V

Esa noche, el virginiano, que dormía debajo de Victor Morse, tuvo una alarmante hemorragia nasal y por la mañana estaba tan débil que tuvo que ser llevado al hospital. El médico dijo que debían afrontar los hechos: una epidemia de gripe de un tipo particularmente sangriento y maligno se había declarado a bordo. Todo el mundo estaba un poco asustado. Algunos oficiales se habían encerrado en el salón de fumadores y bebían whisky y refrescos y jugaban al póquer todo el día, como si pudieran impedir así el contagio.

El teniente Bird murió esa misma tarde y fue enterrado al día siguiente, a la salida del sol, envuelto en una lona impermeabilizada, con un proyectil de más de ocho kilos en los pies. La mañana despuntó despejada y brillante y muy fría. El mar se enroscaba formando azules paredes de agua y el barco era arrastrado por un viento tan cortante como el hielo. Todos los chicos, salvo aquellos que estaban enfermos, asistieron: era el primer entierro en alta mar que habían presenciado y no podían evitar encontrarlo interesante. El capellán leyó las exequias mientras los demás estaban de pie con las cabezas descubiertas. La banda de Kansas tocaba una marcha solemne y el cuarteto sueco cantaba un himno. Muchos hombres apartaron la mirada mientras el saco marrón bajaba hacia las frías y agitadas crestas de color añil que parecían desprovistas de simpatía alguna hacia el ser humano. En un momento todo hubo acabado y continuaron su travesía sin él.

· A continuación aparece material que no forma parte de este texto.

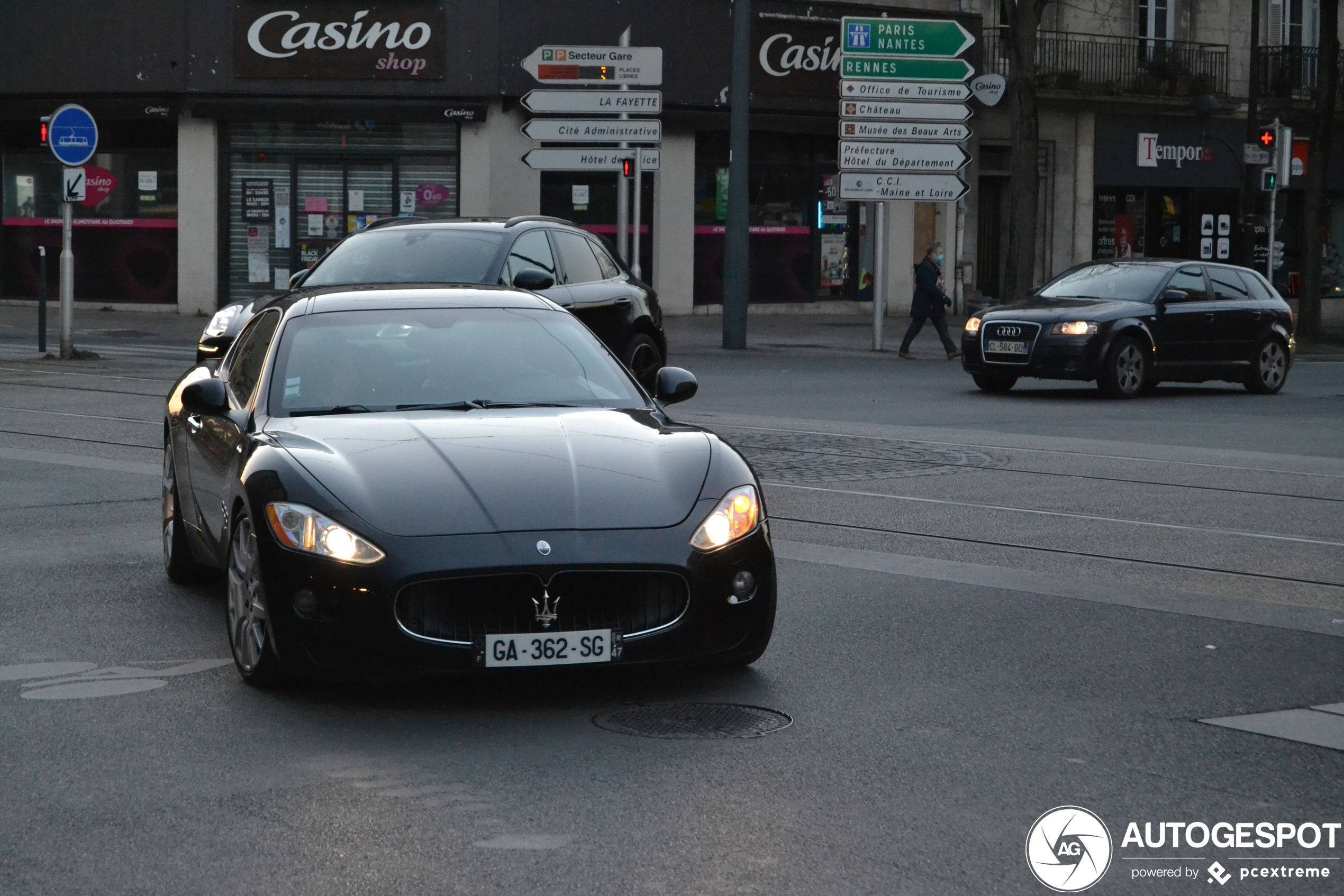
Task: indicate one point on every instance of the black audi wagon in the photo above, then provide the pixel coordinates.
(546, 255)
(1133, 324)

Las relucientes paredes de agua continuaban enroscándose en añiles y púrpuras, más brillantes que en los días de clima templado. La cegadora luz del sol no suavizaba el frío que cortaba la cara y hacía que dolieran los pulmones. Los hombres de tierra empezaron a tener esa deprimente sensación de estar donde nunca deberían haber estado. Los chicos permanecían tumbados, amontonados en la cubierta, tratando de mantenerse calientes abrazados los unos a los otros. Todo el mundo estaba mareado. Fanning se fue a la cama con la ropa puesta, tan enfermo que no pudo quitarse ni las botas. Claude estaba tumbado en la atestada popa, demasiado débil y con demasiado frío como para moverse. El sol caía sobre ellos como una llama sin que supusiera ningún consuelo. Las fuertes y rizadas olas con crestas de espuma hacían que la luz se deshiciera en millones de espejos y su brillo era casi más de lo que el ojo podía soportar. El agua parecía más densa que antes, pesada como el vidrio fundido, y la espuma de las puntas de cada cresta azul parecía tan afilada como el cristal. Si un hombre cayera sobre ellas, acabaría cortado en pedazos.

Todo el océano parecía de repente haber cobrado vida; las olas poseían una energía maligna, elegante, musculosa, estaban animadas por una especie de crueldad burlona. Solo unas pocas horas antes, un amable joven había sido arrojado a estas aguas congeladas y olvidado. Sí, ya olvidado, cada uno tenía sus propias desgracias en las que pensar.

A última hora de la tarde, el viento cesó y hubo una siniestra puesta de sol. A través del rojo oeste, una pequeña y rasgada nube negra avanzaba deprisa, y después otra, y otra. Aparecieron desde el mar figuras salvajes con forma de bruja que viajaban rápidamente y se encontraban en el oeste como convocadas por un diabólico cónclave. Se quedaban allí frente al resplandor crepuscular, formas negras y definidas, reuniéndose para tramar algo. Los pocos hombres que quedaban en la cubierta sintieron que nada bueno podía salir de un cielo como ese. Desearon estar en casa, en Francia, en cualquier otro sitio menos allí.